Отмщенья!- под ярмом народы восклицают,-
Да в прах, да в прах падут погибели творцы!..
 Воззрите вспять... там сонм священный,
Там счастья наших дней залоги драгоценны,
Там матери в слезах, там чада и отцы,
Там лавроносная отчизна в ожиданье.
 О витязи! за вами вслед
Славянских дев любовь, возлюбленных желанье:
Да боги их души с трофеями побед
По бранях притекут, отметив, непосрамленны.
За вами их мольбы летят воспламененны.
Вонмите и супруг, и чад, и юных дев,
 Вонмите, воины, моленье;
Воззрите на отцев коленопреклоненье;
Во славе, посреди могущих поседев,
Подъемлют к небесам трепещущие длани
И молят: царь судеб, за них, за них во брани!

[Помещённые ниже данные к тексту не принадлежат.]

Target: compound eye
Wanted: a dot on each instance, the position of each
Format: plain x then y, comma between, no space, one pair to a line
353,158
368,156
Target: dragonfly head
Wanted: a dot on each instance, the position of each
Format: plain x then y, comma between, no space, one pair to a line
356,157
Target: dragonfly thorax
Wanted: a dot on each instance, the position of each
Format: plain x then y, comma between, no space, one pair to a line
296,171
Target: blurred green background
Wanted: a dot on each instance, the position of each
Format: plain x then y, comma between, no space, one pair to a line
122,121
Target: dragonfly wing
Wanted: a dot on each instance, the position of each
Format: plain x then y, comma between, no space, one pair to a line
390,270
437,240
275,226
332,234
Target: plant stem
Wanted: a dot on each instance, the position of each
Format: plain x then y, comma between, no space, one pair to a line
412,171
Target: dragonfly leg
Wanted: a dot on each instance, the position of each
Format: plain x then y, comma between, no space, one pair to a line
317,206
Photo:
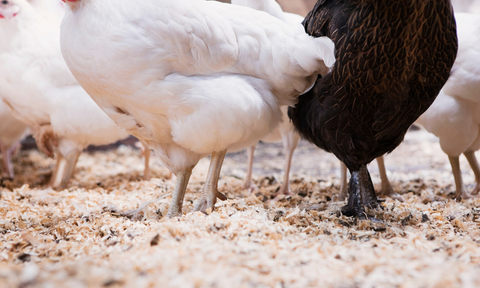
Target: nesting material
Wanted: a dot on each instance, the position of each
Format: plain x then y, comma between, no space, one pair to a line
83,237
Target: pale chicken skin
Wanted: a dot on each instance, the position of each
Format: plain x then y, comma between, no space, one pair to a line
190,77
40,90
454,116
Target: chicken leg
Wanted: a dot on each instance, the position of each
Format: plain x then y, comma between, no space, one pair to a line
457,175
361,194
472,160
386,189
343,182
64,169
209,190
7,171
248,179
46,140
179,193
290,142
146,153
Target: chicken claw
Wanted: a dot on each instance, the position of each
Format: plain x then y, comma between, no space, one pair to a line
209,199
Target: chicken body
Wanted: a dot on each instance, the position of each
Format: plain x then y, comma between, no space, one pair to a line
454,117
190,77
393,57
41,91
285,132
11,132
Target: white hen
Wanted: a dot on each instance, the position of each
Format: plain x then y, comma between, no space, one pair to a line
454,116
11,132
41,91
190,77
285,131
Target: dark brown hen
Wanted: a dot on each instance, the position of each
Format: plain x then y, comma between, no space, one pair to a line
393,57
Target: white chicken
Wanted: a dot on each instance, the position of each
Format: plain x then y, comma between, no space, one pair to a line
454,117
11,132
285,131
190,77
40,90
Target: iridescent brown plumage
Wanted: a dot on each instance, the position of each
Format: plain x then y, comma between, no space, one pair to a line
393,57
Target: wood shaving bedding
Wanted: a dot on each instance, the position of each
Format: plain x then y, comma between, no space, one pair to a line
83,237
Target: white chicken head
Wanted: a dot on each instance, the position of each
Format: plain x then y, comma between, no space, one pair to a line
8,9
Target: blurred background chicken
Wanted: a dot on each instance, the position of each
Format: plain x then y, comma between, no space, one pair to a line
190,78
285,132
40,90
11,132
392,59
454,116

О, сколь возвышенны спасающие нас!
 (В восторге сердца восклицают
Возлюбленны, узрев на бой текущих вас.)
Какие молнии во взоре их блистают!
 Коль грозен ополченных сонм!
О, сколь пленительны, неся во дланях гром!
Они ль не полетят на крыльях мести к бою,
Они ль, оставивши все блага за собою?
О незабвенные, о слава наших дней,
Грядите - благодать самих небес над вами;
 Враги да будут снедь мечей;
 Да вскоре бранными венками
Священные главы отметивших обовьем,
 О час блаженнейший свиданья!
Летят - в крови, в пыли, теснятся в отчий дои!

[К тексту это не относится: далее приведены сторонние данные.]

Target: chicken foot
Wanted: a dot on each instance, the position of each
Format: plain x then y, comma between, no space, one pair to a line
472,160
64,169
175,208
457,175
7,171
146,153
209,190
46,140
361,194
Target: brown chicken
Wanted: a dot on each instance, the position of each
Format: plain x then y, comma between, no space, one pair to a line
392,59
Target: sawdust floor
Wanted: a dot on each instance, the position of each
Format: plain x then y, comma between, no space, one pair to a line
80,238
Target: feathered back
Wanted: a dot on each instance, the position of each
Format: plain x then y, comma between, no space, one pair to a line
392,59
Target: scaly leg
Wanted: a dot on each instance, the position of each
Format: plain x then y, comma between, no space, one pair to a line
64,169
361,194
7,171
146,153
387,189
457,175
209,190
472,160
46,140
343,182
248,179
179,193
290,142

 Благословенья, лобызанья!
 Восторг души, лишенной слов!
Супруги, в Божий храм; встречайте женихов
 В одежде брачной, обрученны;
Да льется слез бальзам на раны их священны;
 Отрем с ланит геройских прах;
Да видом не страшат, ни грозными бронями
Отцы, на колыбель склоненны над сынами.
А вы, недвижные пред нами на щитах,
Безгласные среди молитв и ликований,
О падшие друзья, о прах полубогов,
Примите скорбный дар я стонов и лобзаний
От жен рыдающих, от родших и сынов.
Могущественный глас, мы ль хладны пред тобою?
 Копье во длань! воздвигни щит!
Вперед на огнь и меч громовою стеною!
Уж горний наш орел перунами гремит;
Уж гордо распростер крыла перед полками.
Внимайте... Супостат с погибелью течет;
 Земля трясется под конями:
 "Попру стопою!"- вопиет.
Ударим! упредим! не россу посрамленье!
Кто смерти предпочесть дерзнет порабощенье?
 Кто сограждан и стыд и плен?
От родины святой беглец отриновен;
 Страшись он отческия сени;
Ему ли осязать родителя колени?
Ему ли старца грудь священную лобзать?
Он враг своих друзей; он низкий жизни тать.
 Нет! нет! всей мощью пораженье
 Низринем, россы, на врагов!
Не нам, не нам стенать под бременем оков!
Не нам предать и жен и чад на развращенье!
Отчизне ль нашей быть добычей их когтей?
 Иль диво нам карать надменных?
 О росс, о ужас дерзновенных!
Пусть смеют испытать, где мощь руки твоей,
 Уснули ль полчища орлины,
Которых гром возжег эвксинские пучины
И скандинавского на прах повергнул льва?
Явись, сразившая сарматов булава!"

 Умолк... и сонмы всколебались...
Щитами грянули... чрез холм, сквозь дебрь
     и лес,
 Воспламененные помчались...
И праха черный вихрь вознесся до небес.